神経画像技術により認知症診断を高速化（Diagnosing dementia: Neuroimaging technique could speed detection）

2026-04-09 イェール大学

＜関連情報＞

• https://medicine.yale.edu/news-article/diagnosing-dementia-neuroimaging-technique-could-speed-detection/
• https://alz-journals.onlinelibrary.wiley.com/doi/10.1002/alz.71283

行動型前頭側頭型認知症におけるシナプス密度イメージング：18F- SynVesT-1と18F -FDG PETの比較 Synaptic density imaging in behavioral variant frontotemporal dementia: A comparison of 18F-SynVesT-1 and 18F-FDG PET

Arman Fesharaki-Zadeh, Salih Cayir, Waleed Ibrahim, Yanghong Yang, Jean-Dominique Gallezot, Mika Naganawa, Yanjun Wu, Takuya Toyonaga, Faranak Ebrahimian Sadabad, …
Alzheimer’s  & Dementia  Published: 09 April 2026
DOI:https://doi.org/10.1002/alz.71283

Abstract

INTRODUCTION

Synapse loss, a key feature of behavioral variant frontotemporal dementia (bvFTD), can now be visualized in vivo using positron emission tomography (PET) that targets synaptic vesicle glycoprotein 2A (SV2A).
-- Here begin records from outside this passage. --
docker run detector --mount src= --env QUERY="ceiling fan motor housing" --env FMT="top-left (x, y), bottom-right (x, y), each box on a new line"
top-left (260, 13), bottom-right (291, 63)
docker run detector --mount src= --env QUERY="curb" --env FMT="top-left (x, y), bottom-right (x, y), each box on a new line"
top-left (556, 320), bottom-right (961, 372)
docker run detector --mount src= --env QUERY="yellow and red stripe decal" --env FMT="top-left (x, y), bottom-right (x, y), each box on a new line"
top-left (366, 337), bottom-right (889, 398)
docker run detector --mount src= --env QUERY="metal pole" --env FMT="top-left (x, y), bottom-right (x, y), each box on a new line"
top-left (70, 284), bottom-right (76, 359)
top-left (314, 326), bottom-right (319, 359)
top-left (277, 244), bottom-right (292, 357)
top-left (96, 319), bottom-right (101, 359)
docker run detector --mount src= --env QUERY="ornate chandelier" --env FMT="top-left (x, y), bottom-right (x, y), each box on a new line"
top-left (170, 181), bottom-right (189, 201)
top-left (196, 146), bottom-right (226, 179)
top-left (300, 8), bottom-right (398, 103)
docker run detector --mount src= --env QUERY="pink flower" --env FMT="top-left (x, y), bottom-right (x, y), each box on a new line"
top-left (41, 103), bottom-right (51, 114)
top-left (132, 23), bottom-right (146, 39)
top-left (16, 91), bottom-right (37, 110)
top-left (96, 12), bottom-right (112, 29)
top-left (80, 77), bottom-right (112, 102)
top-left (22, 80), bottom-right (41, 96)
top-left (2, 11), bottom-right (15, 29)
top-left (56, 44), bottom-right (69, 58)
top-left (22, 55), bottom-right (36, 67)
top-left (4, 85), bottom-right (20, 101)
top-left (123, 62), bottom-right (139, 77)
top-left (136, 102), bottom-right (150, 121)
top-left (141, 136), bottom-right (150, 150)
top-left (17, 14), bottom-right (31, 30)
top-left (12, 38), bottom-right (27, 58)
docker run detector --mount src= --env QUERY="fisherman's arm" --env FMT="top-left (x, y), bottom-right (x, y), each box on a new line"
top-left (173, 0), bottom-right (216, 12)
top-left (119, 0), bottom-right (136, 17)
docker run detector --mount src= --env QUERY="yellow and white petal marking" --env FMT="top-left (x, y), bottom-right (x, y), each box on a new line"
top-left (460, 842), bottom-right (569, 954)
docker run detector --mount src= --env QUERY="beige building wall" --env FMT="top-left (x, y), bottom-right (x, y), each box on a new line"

Comparing this new imaging method with the clinical standard of glucose metabolism using ¹⁸F-fluorodeocyglucose (¹⁸F-FDG) PET might improve diagnostic accuracy and disease monitoring in bvFTD.

METHODS

We measured synaptic vesicle glycoprotein 2A (SV2A) binding using ¹⁸F-SynVesT-1 PET and glucose metabolism with ¹⁸F-FDG PET in 10 patients with bvFTD and 10 age-matched healthy controls.

RESULTS

SV2A binding was significantly lower in the frontal and temporal cortices, anterior cingulate, and insula in bvFTD patients, with more widespread and pronounced differences than those observed with ¹⁸F-FDG PET. SV2A binding in the frontal cortex and insula significantly correlated with the Frontal Assessment Battery scores.

DISCUSSION

Our findings suggest that, in bvFTD, the degree of lower synaptic density, as measured by SV2A PET, is larger than the degree of hypometabolism as measured by ¹⁸F-FDG PET. SV2A imaging demonstrates considerable promise as a new in vivo biomarker for bvFTD.

Highlights

• Synaptic density positron emission tomography (PET) imaging using a protein abundantly expressed in virtually all synapses enables in vivo quantification of synapses and offers a direct window into synaptic pathology.
• Although ¹⁸F-fluorodeocyglucose (¹⁸F-FDG) PET is widely used in clinical practice to assess regional brain metabolism in behavioral variant frontotemporal dementia (bvFTD), it does not directly measure synaptic density and can be confounded by glial activity and other non-neuronal signals.
• This study provides the first direct comparison of synaptic vesicle glycoprotein 2A (SV2A) PET using ¹⁸F-SynVesT-1 and ¹⁸F-FDG PET in the same individuals with bvFTD
• Lower synaptic density was more pronounced than metabolic reduction across all bvFTD-affected regions and showed stronger correlations with executive dysfunction.
• These findings support SV2A PET as a sensitive biomarker in bvFTD, with strong potential for use in early diagnosis, progression tracking, and clinical trials targeting synaptic integrity.